Packing... tying up "loose ends"... goodbyes... last meals... what books to bring? who will I meet? what will I feel? will I learn anything? will my stomach betray me? will I make it? These thoughts, actions, anticipations and others have all fused and have surprisingly produced a relative calm. Relative, to be sure. In that sense, I think I might be prepared. 

I can't say enough about my friends and family. I can't say enough how much I will miss their company. And I know my appreciation for them will only grow with this experience. I can't say enough about home and what it has meant to me these past few years; at home, I feel that I grow with ease. I am supported and nourished. And while the comforts of friends and family and home will be sorely missed, they will never be left behind. 

Sometimes, we need reminded that life is an impromptu adventure -- unscripted and untidy, and, most often, misunderstood.

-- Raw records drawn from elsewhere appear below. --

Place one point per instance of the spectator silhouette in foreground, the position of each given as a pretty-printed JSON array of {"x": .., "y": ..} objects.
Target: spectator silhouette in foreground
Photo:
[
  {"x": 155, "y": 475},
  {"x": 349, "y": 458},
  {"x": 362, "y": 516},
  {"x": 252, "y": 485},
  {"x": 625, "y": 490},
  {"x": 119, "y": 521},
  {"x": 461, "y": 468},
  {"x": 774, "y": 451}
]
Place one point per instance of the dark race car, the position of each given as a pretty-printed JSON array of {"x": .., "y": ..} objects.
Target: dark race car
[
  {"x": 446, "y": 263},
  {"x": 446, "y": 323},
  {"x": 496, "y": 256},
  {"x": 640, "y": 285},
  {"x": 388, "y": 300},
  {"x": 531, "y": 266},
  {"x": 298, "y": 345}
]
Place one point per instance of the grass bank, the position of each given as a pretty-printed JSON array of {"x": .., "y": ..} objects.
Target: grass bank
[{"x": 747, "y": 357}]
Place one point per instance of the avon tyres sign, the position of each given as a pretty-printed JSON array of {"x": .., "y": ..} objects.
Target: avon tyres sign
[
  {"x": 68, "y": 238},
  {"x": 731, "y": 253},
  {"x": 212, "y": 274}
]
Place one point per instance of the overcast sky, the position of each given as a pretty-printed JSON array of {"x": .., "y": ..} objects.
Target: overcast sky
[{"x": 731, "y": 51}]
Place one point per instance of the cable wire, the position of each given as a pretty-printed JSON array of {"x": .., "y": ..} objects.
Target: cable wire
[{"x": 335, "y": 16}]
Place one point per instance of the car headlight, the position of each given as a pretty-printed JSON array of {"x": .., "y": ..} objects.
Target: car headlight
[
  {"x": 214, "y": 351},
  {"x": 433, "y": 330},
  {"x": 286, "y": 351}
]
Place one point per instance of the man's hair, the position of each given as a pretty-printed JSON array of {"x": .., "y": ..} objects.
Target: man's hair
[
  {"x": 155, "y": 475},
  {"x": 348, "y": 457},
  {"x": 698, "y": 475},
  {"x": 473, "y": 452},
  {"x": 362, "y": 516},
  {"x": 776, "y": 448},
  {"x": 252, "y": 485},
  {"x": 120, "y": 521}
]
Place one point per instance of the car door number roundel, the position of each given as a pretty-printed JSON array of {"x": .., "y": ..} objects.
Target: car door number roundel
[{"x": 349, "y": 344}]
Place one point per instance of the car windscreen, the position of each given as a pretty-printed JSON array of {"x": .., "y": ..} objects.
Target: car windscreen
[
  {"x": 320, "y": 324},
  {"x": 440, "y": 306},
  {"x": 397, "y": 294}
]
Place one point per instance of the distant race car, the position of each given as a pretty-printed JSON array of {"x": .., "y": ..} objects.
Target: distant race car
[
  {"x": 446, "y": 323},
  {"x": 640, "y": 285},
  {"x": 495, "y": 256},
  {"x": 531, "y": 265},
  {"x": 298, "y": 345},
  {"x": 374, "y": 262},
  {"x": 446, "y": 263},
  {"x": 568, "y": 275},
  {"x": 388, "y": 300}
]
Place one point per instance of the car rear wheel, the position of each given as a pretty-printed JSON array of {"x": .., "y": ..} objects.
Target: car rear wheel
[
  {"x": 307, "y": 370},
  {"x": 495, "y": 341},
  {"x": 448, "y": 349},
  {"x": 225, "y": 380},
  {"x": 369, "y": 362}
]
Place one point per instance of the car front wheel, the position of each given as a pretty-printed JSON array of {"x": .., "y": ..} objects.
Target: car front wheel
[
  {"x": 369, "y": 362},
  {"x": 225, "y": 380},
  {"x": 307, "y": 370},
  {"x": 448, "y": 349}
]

Sometimes, we need  to kick the crutches out from underneath ourselves, hit the ground hard and see if we can't relearn how to walk on our own feet. Crawl first! Soon, we will be running! One day, if all goes well, we'll be flying

I try and relearn all this every day; these words of Whitman certainly help:
Allons! We must not stop here,
However sweet these laid up stores, however convenient this
dwelling we cannot remain here,
However shelter'd this port and however calm these waters
we must not anchor here,
However welcome the hospitality that surrounds us we are
permitted to receive it but a little while. 
Anchors up! Wish me luck. And I wish you all the same!